Methods: : Immunohistochemistry with antibodies to GABA, GAD₆₅, GAD₆₇, VGAT, GAT-1 and GAT-3 were used to evaluate adult guinea pig retina in vertical sections and after acute dissociation. Retinal whole-mounts were evaluated with antibodies to GAD₆₅ and the horizontal cell marker calbindin. Horizontal cells were collected using laser capture microdissection (LCM). Total RNA was extracted from LCM microdissected horizontal cells using a RNA Nanoprep kit (Stratagene, CA). Degenerate RT-PCR was performed to detect GAD₆₅ mRNA in horizontal cells.

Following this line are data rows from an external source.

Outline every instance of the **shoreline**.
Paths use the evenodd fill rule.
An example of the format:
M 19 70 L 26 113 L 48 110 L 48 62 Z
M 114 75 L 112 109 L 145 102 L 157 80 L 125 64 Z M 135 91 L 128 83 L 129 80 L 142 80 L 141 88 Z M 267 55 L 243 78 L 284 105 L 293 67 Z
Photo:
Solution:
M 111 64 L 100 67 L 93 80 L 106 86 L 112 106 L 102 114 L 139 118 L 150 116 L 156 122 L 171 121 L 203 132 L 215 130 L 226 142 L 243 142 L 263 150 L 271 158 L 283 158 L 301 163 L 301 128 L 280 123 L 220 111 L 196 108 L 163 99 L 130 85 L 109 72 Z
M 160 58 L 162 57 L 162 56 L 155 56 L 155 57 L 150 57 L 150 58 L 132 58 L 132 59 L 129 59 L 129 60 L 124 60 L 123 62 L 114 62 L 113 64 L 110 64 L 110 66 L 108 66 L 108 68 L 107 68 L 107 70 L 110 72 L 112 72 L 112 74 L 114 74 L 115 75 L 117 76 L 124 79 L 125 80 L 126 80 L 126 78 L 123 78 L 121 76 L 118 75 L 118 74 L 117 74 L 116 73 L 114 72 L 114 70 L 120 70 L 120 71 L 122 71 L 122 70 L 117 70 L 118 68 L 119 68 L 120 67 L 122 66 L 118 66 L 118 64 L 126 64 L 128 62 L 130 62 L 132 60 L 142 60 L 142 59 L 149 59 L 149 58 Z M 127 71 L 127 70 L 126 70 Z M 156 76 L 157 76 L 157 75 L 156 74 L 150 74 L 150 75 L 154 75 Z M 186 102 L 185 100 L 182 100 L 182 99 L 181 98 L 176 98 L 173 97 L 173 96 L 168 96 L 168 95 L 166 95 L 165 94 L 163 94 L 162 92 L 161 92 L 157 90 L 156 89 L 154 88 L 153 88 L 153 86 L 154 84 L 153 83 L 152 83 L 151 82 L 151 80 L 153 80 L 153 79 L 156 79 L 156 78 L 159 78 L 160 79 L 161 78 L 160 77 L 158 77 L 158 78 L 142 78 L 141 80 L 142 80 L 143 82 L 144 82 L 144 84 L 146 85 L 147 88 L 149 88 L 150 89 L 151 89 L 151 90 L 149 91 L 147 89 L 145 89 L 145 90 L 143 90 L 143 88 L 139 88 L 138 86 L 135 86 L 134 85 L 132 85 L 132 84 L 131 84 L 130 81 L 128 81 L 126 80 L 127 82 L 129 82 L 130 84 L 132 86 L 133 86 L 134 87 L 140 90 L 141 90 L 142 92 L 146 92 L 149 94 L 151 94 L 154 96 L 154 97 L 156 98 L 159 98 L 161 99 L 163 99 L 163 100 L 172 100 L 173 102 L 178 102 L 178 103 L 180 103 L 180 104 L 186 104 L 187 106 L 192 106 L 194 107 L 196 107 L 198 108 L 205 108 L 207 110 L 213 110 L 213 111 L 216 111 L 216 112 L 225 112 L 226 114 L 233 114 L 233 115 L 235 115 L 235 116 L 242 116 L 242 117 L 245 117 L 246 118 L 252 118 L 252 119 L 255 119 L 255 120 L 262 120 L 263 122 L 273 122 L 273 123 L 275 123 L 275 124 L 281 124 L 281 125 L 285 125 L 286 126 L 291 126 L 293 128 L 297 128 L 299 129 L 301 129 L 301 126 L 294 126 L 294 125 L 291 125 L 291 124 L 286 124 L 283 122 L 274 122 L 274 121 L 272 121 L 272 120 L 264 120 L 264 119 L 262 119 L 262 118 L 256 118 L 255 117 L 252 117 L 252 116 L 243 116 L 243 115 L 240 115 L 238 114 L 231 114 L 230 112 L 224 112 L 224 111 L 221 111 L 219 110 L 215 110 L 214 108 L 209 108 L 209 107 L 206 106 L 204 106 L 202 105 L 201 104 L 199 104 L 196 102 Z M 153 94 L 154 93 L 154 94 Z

Results: : Horizontal cells contained GABA, GAD₆₅ and VGAT immunoreactivity, and they did not contain GAD₆₇, GAT-1 and GAT-3 immunoreactivity, indicating the presence of GABA synthesis in horizontal cells. GABA, GAD₆₅ and VGAT immunoreactivity was distributed to all horizontal cell bodies, as well as their processes and tips. GAD₆₅, and GAD₆₇ immunostaining in enzymatically dissociated horizontal cells and in retinal whole-mounts showed that GAD₆₅ immunoreactivity was present in both A-type and B-type horizontal cells. Degenerate RT-PCR using primers specific to GAD₆₅ detected the presence of GAD₆₅ mRNA in horizontal cells. Sequencing of the amplified GAD₆₅ fragment (126 bp) showed an 87% identity of the GAD₆₅ mRNAs between guinea pig and mouse horizontal cells.

Conclusions: : These studies provide evidence for GABA synthesis in horizontal cells of the guinea pig retina and support the idea that vesicular transmitter release machinery is present in the mammalian horizontal cells.